Exclusive: Fast fashion giant Inditex wants to be sustainable. But is it?

A woman uses a sewing machine in front of images of high street clothing retailers in this illustration for the Context video 'This is the real cost of fast fashion’s runaway success'. Thomson Reuters Foundation/Albert Han

In recent years, fast fashion brands like Zara have promised to produce and sell clothes in a more sustainable way for both the planet and the people who make their clothes.

But our reporting found that those promises are at risk, due some of Zara's — and its parent company Inditex's — business tactics.

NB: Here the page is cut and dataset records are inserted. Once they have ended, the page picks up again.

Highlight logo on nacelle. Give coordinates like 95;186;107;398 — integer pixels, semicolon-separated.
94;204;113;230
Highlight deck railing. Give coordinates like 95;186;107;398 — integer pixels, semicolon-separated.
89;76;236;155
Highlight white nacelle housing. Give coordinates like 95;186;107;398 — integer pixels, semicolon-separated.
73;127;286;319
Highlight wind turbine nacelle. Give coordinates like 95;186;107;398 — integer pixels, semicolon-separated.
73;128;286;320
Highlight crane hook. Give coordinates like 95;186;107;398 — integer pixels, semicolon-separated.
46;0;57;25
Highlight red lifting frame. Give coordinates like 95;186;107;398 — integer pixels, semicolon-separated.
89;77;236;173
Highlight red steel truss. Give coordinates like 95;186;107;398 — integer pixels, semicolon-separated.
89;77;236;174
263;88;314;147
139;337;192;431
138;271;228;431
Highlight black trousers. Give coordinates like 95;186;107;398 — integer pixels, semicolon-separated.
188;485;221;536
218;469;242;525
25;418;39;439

We spent months digging through supply chain data and conducting interviews with garment workers, factory owners, and former employees, and we found that Inditex has dramatically increased its use of dirtier, more expensive airplanes in the last few years to ship clothes from manufacturing countries such as Bangladesh, India, and Turkey to warehouses in Europe and stores around the world.

Not only is air shipping’s carbon footprint around 35 times higher than shipping by sea, its use as a last resort in order to make sure clothes arrive on time adds to the pressure that garment workers face: producing clothes as quickly as possible, at times working overtime shifts with delayed payments and under harassment. In the case of one particular Inditex brand called Lefties, costly air shipping exasperates what is already a low-margins business.

From Bangladesh to Spain, we uncover how companies like Inditex built a supply chain network optimised for speed at the potential expense of the environment and workers.